Gombossy requested a list of major advertisers. And then came the final straw. He wrote an article about a bedding company that allegedly was selling used mattresses as new:
One of the advertisers on the list, Mr. Gombossy said, was the mattress company Sleepy’s. Mr. Gombossy had been looking into consumer complaints about the company, and had prepared a column to be printed on Aug. 2. That column said that the Connecticut attorney general was investigating the company, a fact the attorney general, Richard Blumenthal, confirmed in an interview last week.
Gombossy said he had the piece approved by the editor, but it never ran. A few days later, he was out of a job.
His readers still have access to his hard-hitting investigative reports:
Mr. Gombossy said he plans to file a lawsuit against The Courant. He has started a Web site, ctwatchdog.com, where he has posted the column about Sleepy’s.
Gombossy was a guest recently on the mytechnologylawyer.com radio show, hosted by Andrew Kreig and Scott Draughon. You can hear the interview by clicking here and going to the 8/27/09 download. The Gombossy interview begins at about the 34:00 mark. It is a fascinating conversation, starting with Gombossy's memories of his family fleeing communism in Eastern Europe in the 1950s.
You can see the irony in someone with that kind of personal story being canned at a newspaper for writing honestly about corporate wrongdoing. It sounds like an "iron curtain" has fallen over The Hartford Courant--and the mainstream media in general.

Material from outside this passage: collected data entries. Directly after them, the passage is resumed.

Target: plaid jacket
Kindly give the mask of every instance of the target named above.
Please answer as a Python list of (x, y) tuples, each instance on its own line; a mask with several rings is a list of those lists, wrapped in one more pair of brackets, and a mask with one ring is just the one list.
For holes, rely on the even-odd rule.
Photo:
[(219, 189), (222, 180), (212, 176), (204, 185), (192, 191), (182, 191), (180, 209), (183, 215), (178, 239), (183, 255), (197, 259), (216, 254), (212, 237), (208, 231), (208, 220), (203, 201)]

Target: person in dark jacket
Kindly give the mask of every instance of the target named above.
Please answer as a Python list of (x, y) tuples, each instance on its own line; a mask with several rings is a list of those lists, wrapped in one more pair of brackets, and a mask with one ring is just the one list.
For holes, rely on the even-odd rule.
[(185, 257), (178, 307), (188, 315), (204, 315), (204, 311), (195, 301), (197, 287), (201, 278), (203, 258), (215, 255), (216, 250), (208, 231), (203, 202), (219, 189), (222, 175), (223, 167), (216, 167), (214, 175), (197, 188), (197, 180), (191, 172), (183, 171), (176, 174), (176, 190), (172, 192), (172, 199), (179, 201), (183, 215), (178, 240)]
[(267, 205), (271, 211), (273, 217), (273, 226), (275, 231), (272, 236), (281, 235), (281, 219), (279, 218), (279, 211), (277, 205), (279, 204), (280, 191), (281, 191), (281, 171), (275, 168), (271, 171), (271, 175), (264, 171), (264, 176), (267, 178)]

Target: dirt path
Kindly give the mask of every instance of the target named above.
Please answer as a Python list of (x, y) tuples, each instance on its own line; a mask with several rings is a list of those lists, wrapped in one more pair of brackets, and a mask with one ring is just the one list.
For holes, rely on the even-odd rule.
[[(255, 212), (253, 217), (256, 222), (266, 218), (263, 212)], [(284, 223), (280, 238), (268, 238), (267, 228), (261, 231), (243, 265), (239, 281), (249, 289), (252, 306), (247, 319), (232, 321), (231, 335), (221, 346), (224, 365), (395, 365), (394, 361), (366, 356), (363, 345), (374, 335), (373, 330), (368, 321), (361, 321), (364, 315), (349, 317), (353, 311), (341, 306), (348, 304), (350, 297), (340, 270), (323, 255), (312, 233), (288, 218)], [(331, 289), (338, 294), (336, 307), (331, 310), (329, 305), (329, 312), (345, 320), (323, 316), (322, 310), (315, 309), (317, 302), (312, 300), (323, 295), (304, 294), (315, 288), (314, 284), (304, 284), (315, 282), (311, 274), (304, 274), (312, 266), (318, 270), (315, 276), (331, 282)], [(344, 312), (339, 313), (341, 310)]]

You can check out Gombossy's new Web site at ctwatchdog.com.
Gombossy might enjoy sinking his watchdog teeth into the National Arbitration Forum (NAF), a sham outfit that recently was sued by the attorney general of Minnesota and promptly went out of the consumer-debt business amid allegations of rampant fraud.
Here is how Sylvia Hsieh, of Dolan Media Newswire, described the allegations in the Minnesota lawsuit that pulled the mask off the NAF:
The complaint mapped out a “complex web” that boiled down to a cozy financial relationship: The arbitration services of NAF and sister organizations, as well as the debt collection services of the law firm Mann Bracken and other companies, have all been owned by the same New York hedge fund since 2007.
The complaint alleged that the NAF violated state consumer fraud, deceptive trade practices and false advertising statutes through “complex and opaque corporate structuring” that concealed its financial ties and represented itself as a neutral party.
“Consumers also do not know that--despite representing to the public that it has ‘no relationship with any party’ and does not ‘counsel our users’--(NAF) works closely with creditors behind the scenes,” the complaint said.
It further alleged that the NAF encouraged creditors to file arbitration claims, helped creditors draft arbitration clauses and sometimes collection claims against consumers, and referred creditors to debt collection law firms, including Mann Bracken, which then filed arbitration claims before the NAF.
The NAF story is just getting started. A number of class-action suits have been filed and more apparently are in the works. (Full disclosure: I am a plaintiff in a case that was filed last week in federal court in Minnesota. Evidence indicates that I am just one of many Alabamians who have been defrauded by NAF.) We will be following that story.